Questions around translog

Hello Crate team,
Here are few questions about translog files generated during the insert operations. There is no update or delete operation.

  1. Does the diskspace per partition shown in the Crate UI include diskspace taken by all shards ( Primary + non-primary) and diskspace taken by corresponding translog files?
  2. I have seen that translog files do not get cleaned up when I have replication on even after ingestion of records is stopped. When I have 1TB data per partition, it shows me 3TB diskspace consumed and on file system I can see that translog directories have taken almost 1 TB. Even after ingestion for this partition is over and more than 48 hours have passed after the last record was ingested in this partition, its translog file is still not truncated.
  3. When I have translog_stats[‘uncommitted_operations’] > 0 for a shard shown in the sys.shards table, does that mean those many operations are not written to lucene yet and is it possible to not have correct result for my query?

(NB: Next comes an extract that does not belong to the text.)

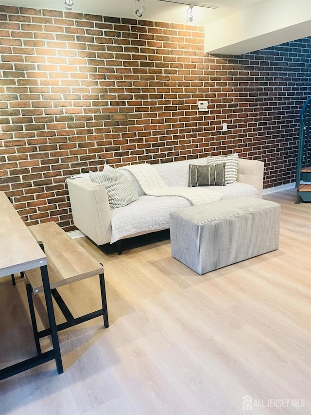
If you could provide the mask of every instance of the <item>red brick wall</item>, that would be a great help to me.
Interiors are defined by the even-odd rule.
[[[292,181],[311,42],[215,57],[203,28],[0,6],[0,190],[69,231],[65,179],[104,162],[233,151]]]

Or is it the case that when query is fired, translog files would be consulted for calculating the result which can degrade the query performance ?
  4. If I have translog.durability = request then there will not be any translog file. Translog files are generated only when this value is set to async. Is that correct understanding?
  5. Is there any command that I can fire to clean up the translog files? Or is there any property that will not let my translog files increase beyond a limit.

Thanks in advance.

Only primary, but with translog

This potentially sound like a bug. By replication are you referring to shard replicas or logical replication?
can you run a refresh and optimize. could you describe the setup in more detail

what does

select
table_name,
partition_ident,
sum(seq_no_stats['max_seq_no']) max_seq_no,
sum(seq_no_stats['global_checkpoint']) global_checkpoint,
count(*)
from sys.shards
where translog_stats['uncommitted_operations'] > 0
GROUP BY table_name, partition_ident
HAVING sum(seq_no_stats['max_seq_no']) > sum(seq_no_stats['global_checkpoint'])
order by 1,2
limit 100;

return?

If I have translog.durability = request then there will not be any translog file. Translog files are generated only when this value is set to async. Is that correct understanding?

no, in both cases translogs are written. The difference is, when they are written

Is there any command that I can fire to clean up the translog files? Or is there any property that will not let my translog files increase beyond a limit.

No, not directly. If translogs are kept there is a reason. a REFRESH or OPTIMIZE can potentially release them.

Shard replication. I am using Crate 4.6.7 for my evaluation.

image

4.6.8 / 4.7 included a fix for an issue regarding the checkpoint sync, which should significantly improve the situation. One way to force the sync is to temporarily deactivate the replicas and then activate them again. However I would not recommend doing this on any production system without a support engineer overviewing.

Just FYI the current release is 4.8.1 and 5.0.0 will be released within the coming weeks.

Thanks @proddata for confirming the bug. When cluster was restarted, it dropped the translog.

1 Like